Of course, it was as inevitable as night following day that Helen should worm out of he

r her feelings for Dominic, and that once having discovered them, she should exhort Christy not to be such a baby.

If you want him, you ought to go out and get him,' she had informed Christy, giving her a sly sideways smile as she added softly, 'it's easy when you know how. Shall I tell you?'

The stitch in her side made Christy pause and lean momentarily against a large rock. A feeling of nausea gathered in the pit of her stomach as she tried to drag her thoughts away from the past. Remembering did no good… and no matter how often she went back she couldn't change the past; she couldn't wipe out or obliterate what had happened, no matter how much she might want to. She shuddered deeply as she drew in lungfuls of air, icy cold now that she had climbed above the valley bottom, stinging the inside of her chest. She welcomed the pain, because pain meant reality, and reality was now, eight years on from that awful summer.
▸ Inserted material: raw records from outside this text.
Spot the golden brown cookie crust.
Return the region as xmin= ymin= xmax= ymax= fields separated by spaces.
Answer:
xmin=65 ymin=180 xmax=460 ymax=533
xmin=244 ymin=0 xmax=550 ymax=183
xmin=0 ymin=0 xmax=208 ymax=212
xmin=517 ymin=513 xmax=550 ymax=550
She ought to have forgotten it long ago. Dominic Savage's memory should have faded and been lost beneath happier memories of other men, but it stood between her and her fulfilment as a woman like some sort of revenging spirit.

She smiled without mirth as she remembered David's incredulous look of disbelief when she had told him.

'You're still a virgin? But that's impossible! God, Christy, a man only has to look at you! Those eyes… that red hair… your body… they don't belong to some chaste Victorian maiden.'

She hadn't been able to stop her mouth from trembling, and he was sensitive and intuitive enough to know that she wasn't lying. If only David hadn't been married. How willingly she would have given herself over to his sexual mastery. Physically she had found him attractive, even while she knew she didn't love him. She had wanted his lovemaking, his skill, and his expertise, like some sort of sleeping princess awaiting the awakening kiss of a prince, she thought now, dourly. But she couldn't hurt Meryl, and so the chasm of fear and self-loathing that Dominic had blasted between her and her sexuality had remained unbreached.

As she stood leaning against the stone, the first fine flakes of snow began to fall. She knew that she ought to go back, but she was unwilling to do so, unwilling to face Dominic until she had made herself relive the full horror of that awful night.

She wasn't going to blame Helen; the fault, the desire had been hers. She was the one who had listened with awed fascination to Helen's description of how easy it was to seduce a man. The other girl's voice had been edged with the contempt of an intrinsically sexually cold female for the vulnerability of the male, but then she had been too naïve to see it, and so, round-eyed, and inwardly faintly shocked, she had drunk in Helen's detailed instructions.

'But what if he doesn't… you know? What if he doesn't make love to me?'

Helen had shrugged. 'You don't need to worry about that. Once you've aroused him, he won't be able to stop himself. None of them can.'

Alarm and excitement had twisted inside her; excitement at the thought of Dominic making love to her, and alarm at the thought of her own daring in imagining that he might.

It had been quite easy to discover an evening when Dominic would be at home alone. Every fortnight her own parents and his met up to play bridge, and she only had to wait until the venue for this fortnightly get-together was her own home.

'Wear something sexy,' had been Helen's first instruction. Easy enough to say, but there was nothing in her wardrobe that remotely deserved such a description.

In the end, feeling more uncomfortable and embarrassed than sexy, she had taken off her bra, and unfastened her cotton shirt to show the taut upper swell of her breasts, before tugging it into her habitual jeans.